2.2 La doppia imposizione come fenomeno patologico nell’ordinamento
2.2.3 Le altre direttive in tema di doppia imposizione
2.2.3.2 Le direttive in tema di concorrenza fiscale dannosa
Al pari delle distribuzioni di dividendi, anche i pagamenti di interessi e royalties effettuati tra soggetti residenti in Stati diversi sono gravati dal doppio onere fiscale rappresentato, da un lato, dalla ritenuta alla fonte prelevata nello Stato di residenza del soggetto erogatore e, dall’altro, dall’ulteriore tassazione nello Stato di residenza del percettore. Sono anch’essi, in sostanza, proventi colpiti da una doppia imposizione giuridica. Questo problema, tuttavia, si presenta in una forma più attenuata perché, diversamente dai dividendi, interessi e royalties sono deducibili dalla base imponibile del soggetto debitore. Inoltre, nelle convenzioni internazionali la ritenuta è spesso prevista in misura ridotta, se non addirittura eliminata, o comunque è concesso al soggetto percettore un credito d’imposta.
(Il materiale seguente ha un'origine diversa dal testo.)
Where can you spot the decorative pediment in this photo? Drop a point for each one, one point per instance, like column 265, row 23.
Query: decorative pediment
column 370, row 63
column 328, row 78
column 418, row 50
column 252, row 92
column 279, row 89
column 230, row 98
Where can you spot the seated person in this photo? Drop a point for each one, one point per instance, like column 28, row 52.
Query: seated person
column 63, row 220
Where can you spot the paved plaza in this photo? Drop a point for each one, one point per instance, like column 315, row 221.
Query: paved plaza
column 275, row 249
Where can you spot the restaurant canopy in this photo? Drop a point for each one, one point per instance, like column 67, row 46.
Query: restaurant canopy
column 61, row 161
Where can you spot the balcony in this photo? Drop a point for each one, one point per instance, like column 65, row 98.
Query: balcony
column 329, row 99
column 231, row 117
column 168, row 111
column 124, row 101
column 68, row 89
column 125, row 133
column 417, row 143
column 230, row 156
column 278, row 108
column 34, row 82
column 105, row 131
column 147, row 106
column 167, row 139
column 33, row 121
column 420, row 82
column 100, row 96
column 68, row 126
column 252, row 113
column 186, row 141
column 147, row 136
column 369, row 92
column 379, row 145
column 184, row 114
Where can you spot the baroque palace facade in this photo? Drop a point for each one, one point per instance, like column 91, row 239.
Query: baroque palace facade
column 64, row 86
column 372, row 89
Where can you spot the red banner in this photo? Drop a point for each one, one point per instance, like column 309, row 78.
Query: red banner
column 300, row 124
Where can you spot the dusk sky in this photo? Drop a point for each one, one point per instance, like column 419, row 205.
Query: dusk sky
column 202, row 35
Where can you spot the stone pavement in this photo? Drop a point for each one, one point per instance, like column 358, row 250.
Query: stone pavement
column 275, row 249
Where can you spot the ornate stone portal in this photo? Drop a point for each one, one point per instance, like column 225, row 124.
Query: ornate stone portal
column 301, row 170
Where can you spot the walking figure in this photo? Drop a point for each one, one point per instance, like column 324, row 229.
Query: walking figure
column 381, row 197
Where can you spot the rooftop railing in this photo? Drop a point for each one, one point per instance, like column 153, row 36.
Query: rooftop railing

Nonostante questi meccanismi di sgravio, però, la doppia imposizione internazionale non è completamente neutralizzata e ad essa si affiancano gravosi oneri amministrativi: non sempre, ad esempio, gli operatori transnazionali possono contare su una copertura convenzionale, e, quand’anche questa sia presente, vi sono situazioni che ne restano escluse (ad esempio, le situazioni triangolari), oppure l’esenzione/riduzione della ritenuta non è accordata automaticamente, ma viene realizzata solo con un rimborso successivo in seguito ad una specifica richiesta del contribuente; infine, il credito concesso è generalmente ordinario, cioè limitato alla quota di imposta che sarebbe dovuta nello Stato del percettore. Tutti questi inconvenienti producono un effetto distorsivo della neutralità finanziaria internazionale, addossando costi maggiori agli operatori finanziari transfrontalieri, con la conseguenza di un innalzamento dei tassi di interesse nei rapporti di finanziamento internazionali rispetto agli analoghi rapporti tra operatori interni ad uno stesso Stato.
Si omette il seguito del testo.